In yesterday’s post I showed the linear fits to each cloud. The bootstrap fits seemed to show too shallow of a slope given the distribution of the data. Today I identified this a mistake I implemented in the bootstrap resampling.

I was assigning the probability of a measurement to be resampled as the inverse of the measurements error. This mean that the vast majority of bootstrap resamples included only low measurements where the error is small. Weighting the resampling led to a biased bootstrap measruement. My initial reasoning for this was to favor more precise measurements in the bootstrap.

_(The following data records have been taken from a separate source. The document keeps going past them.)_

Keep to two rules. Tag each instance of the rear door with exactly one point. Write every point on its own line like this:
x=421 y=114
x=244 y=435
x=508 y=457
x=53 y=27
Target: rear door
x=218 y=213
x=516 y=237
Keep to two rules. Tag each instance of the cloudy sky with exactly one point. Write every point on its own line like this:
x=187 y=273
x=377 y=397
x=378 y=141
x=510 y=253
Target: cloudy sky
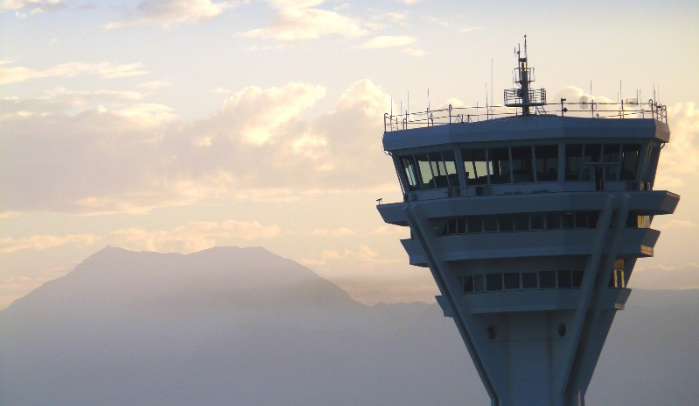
x=178 y=125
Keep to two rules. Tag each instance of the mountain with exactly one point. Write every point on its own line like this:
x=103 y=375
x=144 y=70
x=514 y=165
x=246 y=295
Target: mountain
x=242 y=326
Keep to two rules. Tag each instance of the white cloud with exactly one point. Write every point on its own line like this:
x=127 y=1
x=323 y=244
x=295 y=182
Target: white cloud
x=679 y=161
x=263 y=112
x=106 y=70
x=42 y=242
x=333 y=232
x=168 y=13
x=296 y=21
x=389 y=41
x=135 y=157
x=470 y=29
x=37 y=5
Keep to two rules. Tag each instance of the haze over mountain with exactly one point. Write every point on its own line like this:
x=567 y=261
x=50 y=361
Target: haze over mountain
x=242 y=326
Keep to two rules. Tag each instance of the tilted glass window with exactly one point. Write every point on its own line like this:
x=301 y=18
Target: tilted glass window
x=592 y=155
x=423 y=163
x=475 y=165
x=522 y=167
x=499 y=159
x=573 y=161
x=546 y=163
x=450 y=167
x=410 y=170
x=629 y=161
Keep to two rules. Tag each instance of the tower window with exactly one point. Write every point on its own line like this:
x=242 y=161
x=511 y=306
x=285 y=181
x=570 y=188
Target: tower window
x=546 y=163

The bootstrap resampling now gives an equal probability to any measurement to be resampled. The more precise measurements are still favored, as I perform a weighted least-squares fit to the bootstrapped data. Below are the results using the corrected bootstrap scheme.

Figure 1

vs N(HI) relationships for each cloud. The contour levels are now the same in each cloud: 0.99, 0.98, 0.95, 0.86, 0.59% of the data. The bootstrap fit is dominated by the lower data with relatively smaller error, however with the corrected resampling, the DGRs for each cloud rose from previous iterations. The DGR in California went from 4.4 to 7.2. The slopes now seem to trace the bulk of the data more reasonably now.

The scatter plot with error bars shows the high data points do not contribute significantly to the fit because of their larger error.

Figure 2

vs N(HI) relationships for each cloud, showing only every 1 out of every 100 data points. After correcting the bootstrap resampling, the fitted relationship now follows a trend more like we would expect, as opposed to before.